The Bill itself envisages a system in which there are a number of steps to, it believes, safeguard against abuse. First, the person must tell their medical practitioner they want to choose to die and later sign a type of consent form. As well as providing information and support, the doctor must “do his or her best” to ensure that the person is not being pressured by anyone else. The Bill specifically says they do this by talking to other health practitioners who know the person and by talking to members of the family on the approval of the patient.
The medical practitioner must then get a second opinion from another doctor. They, too, determine if the patient would be eligible for assisted dying, although the Bill doesn’t require them to make a call on coercion.
If a patient is eligible, then their medical practitioner must make sure they know they can change their mind at any time.
Among the submitters, whose submissions have been released, is Pam Oliver whose doctoral thesis was on regulations around assisted dying. She pointed out to the Justice Select Committee that lawmakers in countries like Netherlands and Belgium had experience in designing systems that were safe.
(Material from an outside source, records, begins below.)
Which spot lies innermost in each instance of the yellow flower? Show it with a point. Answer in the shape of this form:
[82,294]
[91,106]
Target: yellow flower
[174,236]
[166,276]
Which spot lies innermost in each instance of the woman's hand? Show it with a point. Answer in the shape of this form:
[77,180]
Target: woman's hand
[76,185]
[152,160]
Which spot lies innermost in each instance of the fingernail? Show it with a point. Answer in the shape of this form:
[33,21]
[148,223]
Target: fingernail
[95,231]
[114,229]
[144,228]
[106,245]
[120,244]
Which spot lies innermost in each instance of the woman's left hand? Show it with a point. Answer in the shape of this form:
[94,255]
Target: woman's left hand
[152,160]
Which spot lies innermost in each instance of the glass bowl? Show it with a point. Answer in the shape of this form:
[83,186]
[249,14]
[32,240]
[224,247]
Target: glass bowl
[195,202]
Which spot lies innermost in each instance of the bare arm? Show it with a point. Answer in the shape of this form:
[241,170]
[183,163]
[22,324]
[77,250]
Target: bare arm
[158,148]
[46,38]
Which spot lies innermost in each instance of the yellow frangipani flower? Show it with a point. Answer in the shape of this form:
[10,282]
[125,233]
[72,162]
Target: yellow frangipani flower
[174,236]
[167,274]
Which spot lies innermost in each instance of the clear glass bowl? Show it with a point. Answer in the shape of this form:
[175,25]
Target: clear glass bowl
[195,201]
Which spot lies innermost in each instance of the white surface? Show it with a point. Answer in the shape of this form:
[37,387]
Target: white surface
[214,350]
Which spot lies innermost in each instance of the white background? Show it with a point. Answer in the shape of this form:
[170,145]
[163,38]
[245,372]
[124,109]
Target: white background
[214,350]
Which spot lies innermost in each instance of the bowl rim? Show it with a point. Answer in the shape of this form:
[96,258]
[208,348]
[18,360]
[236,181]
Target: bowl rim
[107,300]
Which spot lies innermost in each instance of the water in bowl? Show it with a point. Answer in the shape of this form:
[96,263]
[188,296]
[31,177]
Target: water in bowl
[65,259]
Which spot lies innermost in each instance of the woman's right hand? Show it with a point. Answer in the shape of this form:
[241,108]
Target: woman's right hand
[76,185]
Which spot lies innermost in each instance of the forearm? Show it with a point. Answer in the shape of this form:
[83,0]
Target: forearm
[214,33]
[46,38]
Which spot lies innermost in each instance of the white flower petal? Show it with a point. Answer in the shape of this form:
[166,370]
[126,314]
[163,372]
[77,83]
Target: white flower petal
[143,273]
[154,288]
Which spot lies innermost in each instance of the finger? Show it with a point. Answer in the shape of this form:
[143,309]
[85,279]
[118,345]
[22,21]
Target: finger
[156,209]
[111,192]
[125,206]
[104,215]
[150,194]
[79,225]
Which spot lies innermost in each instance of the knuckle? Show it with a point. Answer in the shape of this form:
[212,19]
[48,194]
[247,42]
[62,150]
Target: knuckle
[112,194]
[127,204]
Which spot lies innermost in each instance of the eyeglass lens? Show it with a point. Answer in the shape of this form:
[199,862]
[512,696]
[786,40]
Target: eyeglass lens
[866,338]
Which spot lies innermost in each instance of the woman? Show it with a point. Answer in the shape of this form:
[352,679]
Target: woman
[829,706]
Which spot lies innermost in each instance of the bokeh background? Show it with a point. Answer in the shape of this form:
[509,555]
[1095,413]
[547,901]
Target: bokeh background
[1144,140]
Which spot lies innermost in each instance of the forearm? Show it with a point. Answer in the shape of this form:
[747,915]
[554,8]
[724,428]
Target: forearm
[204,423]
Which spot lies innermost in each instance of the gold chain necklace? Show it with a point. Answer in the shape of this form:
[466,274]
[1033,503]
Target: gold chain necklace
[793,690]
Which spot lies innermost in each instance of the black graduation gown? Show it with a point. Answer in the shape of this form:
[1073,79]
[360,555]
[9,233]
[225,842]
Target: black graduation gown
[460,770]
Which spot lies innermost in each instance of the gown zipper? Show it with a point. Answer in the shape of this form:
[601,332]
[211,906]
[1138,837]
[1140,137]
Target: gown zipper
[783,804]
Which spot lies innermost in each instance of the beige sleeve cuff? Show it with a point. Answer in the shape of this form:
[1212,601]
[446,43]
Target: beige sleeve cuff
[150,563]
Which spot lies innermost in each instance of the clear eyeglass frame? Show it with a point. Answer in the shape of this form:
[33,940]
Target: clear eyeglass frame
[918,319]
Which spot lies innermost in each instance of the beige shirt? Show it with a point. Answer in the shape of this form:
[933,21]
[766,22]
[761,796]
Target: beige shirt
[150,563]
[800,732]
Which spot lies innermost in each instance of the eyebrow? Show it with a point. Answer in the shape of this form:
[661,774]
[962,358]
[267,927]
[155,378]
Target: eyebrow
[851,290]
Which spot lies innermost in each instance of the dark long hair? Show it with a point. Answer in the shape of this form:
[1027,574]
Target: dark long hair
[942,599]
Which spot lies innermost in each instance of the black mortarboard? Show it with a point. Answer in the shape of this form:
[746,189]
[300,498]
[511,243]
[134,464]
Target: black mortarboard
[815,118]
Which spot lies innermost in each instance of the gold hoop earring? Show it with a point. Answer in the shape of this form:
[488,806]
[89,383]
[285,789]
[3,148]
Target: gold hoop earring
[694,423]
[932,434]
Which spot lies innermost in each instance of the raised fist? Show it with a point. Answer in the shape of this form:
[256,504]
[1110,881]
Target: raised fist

“AD (assisted dying) can be regulated to ensure provision of AD as an end-of-life option safely for all people affected, as has been demonstrated by 20 years of safe practice in overseas jurisdictions with societies not dissimilar to New Zealand’s.”
She provided a model bill which included notes for further safeguards, including making sure that there are good interpreters available for people with limited English language skills.
Maryan Street, the former Labour MP who led a petition calling for Parliament to investigate medically assisted dying in 2016, argues that the Bill should make elder abuse and coercion harder.
As president of the End of Life Choice Society she told the select committee that it is hard to see how coercion could escape the scrutiny of two doctors trained to look for it.
“… An argument often used by opponents of MAID (medical aid in dying) is that the elderly in particular will choose … to end their lives because they do not want to be a burden on others. It is a legitimate and common feeling among many people.”
But patients would still have to meet the criteria and safeguards of the Bill. “The elderly do not qualify … by being lonely, depressed, feeling as though they are being a burden to others or “have completed their life” and do not want to live any longer.”
They can only qualify under the Bill by a series of criteria; suffering a terminal illness that is likely to end their life within six months or grappling with a grievous medical condition, irreversible decline and unbearable suffering. They must also be able to understand assisted dying and what will happen.
She argued: “…elder abuse is far too common. But there is absolutely no evidence that it occurs within the context of MAID (medical aid in dying).”